April 19, 2011 at 8:08 pm
Thanks, I think that will work for now.
April 20, 2011 at 6:51 am
You bet. Thank you for the feedback.
--Jeff Moden
Change is inevitable... Change for the better is not.
April 22, 2011 at 7:13 pm
I'm now running into another snag with this setup actually. I need to build a website hierarchy menu out of this (it doesn't have to be based on url's specifically, can be based off the pages themselves). But not sure how to set this up to be efficient.
We have the other table for storing other page info from which I'm trying to build the menu. (Url's are a separate table)
The column ParentpageId is new, and I can populate it as necessary for now. And I was thinking maybe that could be a candidate for hierarchyid or not.
CREATE TABLE [dbo].[Pages](
[PageId] [int] PRIMARY KEY IDENTITY(1,1) NOT NULL,
[PageTitle] [varchar](50) NOT NULL,
[ParentPageId] [int] NOT NULL,
[UrlId] [int] NOT NULL,
[PageOrder] [int] -- hierarchyid maybe?
)
Is there an efficient query that can be performed to build the menu? Anything you can advise?
Thank you very much,
Chris
April 23, 2011 at 11:20 am
Heh... Yep. In fact, that's such a common request that I wrote an "SQL Spackle" article on the subject.
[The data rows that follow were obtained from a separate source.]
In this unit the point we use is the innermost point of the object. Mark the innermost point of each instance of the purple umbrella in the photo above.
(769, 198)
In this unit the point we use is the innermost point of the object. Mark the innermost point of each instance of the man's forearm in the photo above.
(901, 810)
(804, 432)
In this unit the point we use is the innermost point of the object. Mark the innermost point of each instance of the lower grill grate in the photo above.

Please see the following link...
http://www.sqlservercentral.com/articles/T-SQL/72503/
--Jeff Moden
Change is inevitable... Change for the better is not.
April 25, 2011 at 10:46 am
Thanks again Jeff,
I just read the article. And it is just awesome! Exactly what I needed.
Thanks,
Chris
April 25, 2011 at 3:30 pm
Very cool. Glad I could help and thank you for the feedback!
--Jeff Moden
Change is inevitable... Change for the better is not.
Viewing 13 posts - 1 through 12 (of 12 total)
You must be logged in to reply to this topic. Login to reply
This website stores cookies on your computer.
These cookies are used to improve your website experience and provide more personalized services to you, both on this website and through other media.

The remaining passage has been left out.